At one point Kevin spotted a pair of pink princess sunglasses which were just out of his reach.  Kevin didn’t directly ask for them but he pointed to them and said “those”.  I asked him if he wanted the sunglasses and he said “yes”.  I got them and I said “thank you” as I gave them to him.  It may seem a little odd to say thank you when you’re giving something to someone but it was out of my mouth before I knew I had said it. A throwback to my days of trying to instill manners in my own children.  I think I said it to prompt Kevin to say it back to me or to alert him to the response he should give when someone gives him something.  If that was the case then I should have been clearer and said “when someone gives you something it’s nice to say ‘thank you’” and left the rest up to him (another ‘if only’).

Kevin wanted me to put the sunglasses on; I said “no” and explained that I couldn’t because I already had glasses on.  Why I said that is beyond me. I could have taken off my glasses and put on the princess glasses. I think I refused because without my glasses I can’t see very well or at all but that’s a flimsy excuse.

Kevin put on the glasses and then took them off, pointed to the princess on the side of the glasses frame and said they were for girls.  K put the glasses on again but this time put them on upside down;

Me: “it looks like you have a moustache (smiling).  Do you want me to take your photo so you can see what they look like on you?”

Kevin: “yes”

He gave a big beautiful smile while I took the photo. I showed him the photo.

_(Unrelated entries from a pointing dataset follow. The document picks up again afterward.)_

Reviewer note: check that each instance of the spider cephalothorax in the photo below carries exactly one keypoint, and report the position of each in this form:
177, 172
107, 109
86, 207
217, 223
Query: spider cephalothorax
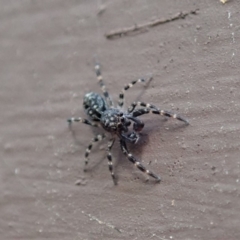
117, 121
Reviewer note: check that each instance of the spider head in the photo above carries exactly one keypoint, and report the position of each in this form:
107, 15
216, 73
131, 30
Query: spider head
94, 105
114, 121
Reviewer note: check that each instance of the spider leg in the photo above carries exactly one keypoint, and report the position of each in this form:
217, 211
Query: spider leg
121, 95
132, 137
142, 104
102, 85
82, 120
142, 111
110, 163
98, 138
133, 160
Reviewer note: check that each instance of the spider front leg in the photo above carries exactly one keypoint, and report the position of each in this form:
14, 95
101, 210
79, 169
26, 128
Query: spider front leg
102, 85
142, 111
82, 120
98, 138
133, 160
110, 163
121, 95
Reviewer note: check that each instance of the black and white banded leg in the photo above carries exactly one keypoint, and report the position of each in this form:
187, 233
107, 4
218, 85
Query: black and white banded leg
110, 163
140, 104
133, 160
142, 111
98, 138
121, 95
82, 120
102, 85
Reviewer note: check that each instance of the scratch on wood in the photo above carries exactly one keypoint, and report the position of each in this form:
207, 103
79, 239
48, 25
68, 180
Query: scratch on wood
145, 26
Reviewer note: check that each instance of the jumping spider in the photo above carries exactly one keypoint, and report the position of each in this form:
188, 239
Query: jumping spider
117, 121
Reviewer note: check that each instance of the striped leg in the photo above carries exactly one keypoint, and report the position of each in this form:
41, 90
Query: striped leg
133, 160
142, 111
121, 95
82, 120
102, 85
142, 104
110, 163
98, 138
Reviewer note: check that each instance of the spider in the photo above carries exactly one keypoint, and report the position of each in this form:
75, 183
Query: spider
102, 113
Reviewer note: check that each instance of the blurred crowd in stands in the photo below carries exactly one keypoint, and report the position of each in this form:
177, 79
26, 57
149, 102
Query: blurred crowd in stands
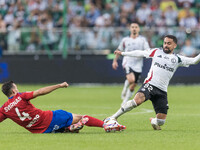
29, 25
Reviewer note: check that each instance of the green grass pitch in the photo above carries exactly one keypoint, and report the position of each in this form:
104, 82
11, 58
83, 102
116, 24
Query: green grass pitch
180, 132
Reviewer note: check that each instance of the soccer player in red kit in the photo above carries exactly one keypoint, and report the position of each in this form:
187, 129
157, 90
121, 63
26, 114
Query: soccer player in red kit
19, 109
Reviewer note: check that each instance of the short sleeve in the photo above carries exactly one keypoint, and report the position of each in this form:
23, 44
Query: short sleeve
27, 95
184, 61
121, 46
2, 116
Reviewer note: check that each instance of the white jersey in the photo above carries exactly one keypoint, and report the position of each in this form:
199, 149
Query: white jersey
163, 66
129, 44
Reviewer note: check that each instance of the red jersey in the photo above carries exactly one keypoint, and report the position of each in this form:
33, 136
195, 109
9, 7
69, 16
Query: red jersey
19, 109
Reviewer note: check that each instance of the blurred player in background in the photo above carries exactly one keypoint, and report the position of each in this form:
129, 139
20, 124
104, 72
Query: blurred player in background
163, 67
132, 66
19, 109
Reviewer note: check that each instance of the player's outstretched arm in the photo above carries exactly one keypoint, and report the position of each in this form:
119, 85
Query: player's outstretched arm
48, 89
135, 53
191, 61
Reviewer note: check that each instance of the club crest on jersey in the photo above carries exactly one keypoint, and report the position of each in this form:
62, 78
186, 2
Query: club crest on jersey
166, 57
160, 56
173, 60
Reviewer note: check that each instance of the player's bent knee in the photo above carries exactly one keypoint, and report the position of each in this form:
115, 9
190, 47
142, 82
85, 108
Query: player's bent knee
129, 105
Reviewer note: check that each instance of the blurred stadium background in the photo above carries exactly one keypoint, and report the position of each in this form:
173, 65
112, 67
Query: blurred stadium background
48, 41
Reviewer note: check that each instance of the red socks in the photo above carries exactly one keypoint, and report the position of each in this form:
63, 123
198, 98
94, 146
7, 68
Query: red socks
94, 122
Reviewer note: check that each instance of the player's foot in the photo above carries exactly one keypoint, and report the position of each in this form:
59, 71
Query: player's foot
114, 127
108, 119
155, 126
79, 125
123, 95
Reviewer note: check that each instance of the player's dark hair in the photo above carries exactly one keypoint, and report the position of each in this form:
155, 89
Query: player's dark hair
6, 88
172, 37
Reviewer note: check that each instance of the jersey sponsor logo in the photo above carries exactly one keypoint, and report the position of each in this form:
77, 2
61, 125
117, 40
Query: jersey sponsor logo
160, 56
166, 57
164, 67
11, 105
35, 119
173, 60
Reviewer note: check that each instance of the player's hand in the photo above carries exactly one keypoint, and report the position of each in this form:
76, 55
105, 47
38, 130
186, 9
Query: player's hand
115, 65
117, 52
64, 84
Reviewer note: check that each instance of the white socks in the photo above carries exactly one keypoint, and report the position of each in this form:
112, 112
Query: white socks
125, 108
126, 85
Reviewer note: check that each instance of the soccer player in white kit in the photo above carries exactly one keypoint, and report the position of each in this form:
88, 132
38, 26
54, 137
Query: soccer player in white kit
132, 65
164, 65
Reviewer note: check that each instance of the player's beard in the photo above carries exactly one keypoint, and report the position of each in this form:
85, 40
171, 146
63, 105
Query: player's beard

Kevin, pointing at the symbol (heart) in the middle of the glasses on the bridge of his nose said, “it’s magic!”

Me: “what does it do?”

I didn’t understand what he said it did but I pressed it and he took the glasses off so maybe the heart symbol was like an eject button. More importantly Kevin seemed to be happy with my action because he took the glasses and gave them to one of his peers and they both played with them.  I was forgotten about as the play moved on.  It was a brief inclusion into the world of the child; for a few minutes I had been a playmate; I felt honoured and hungry for more.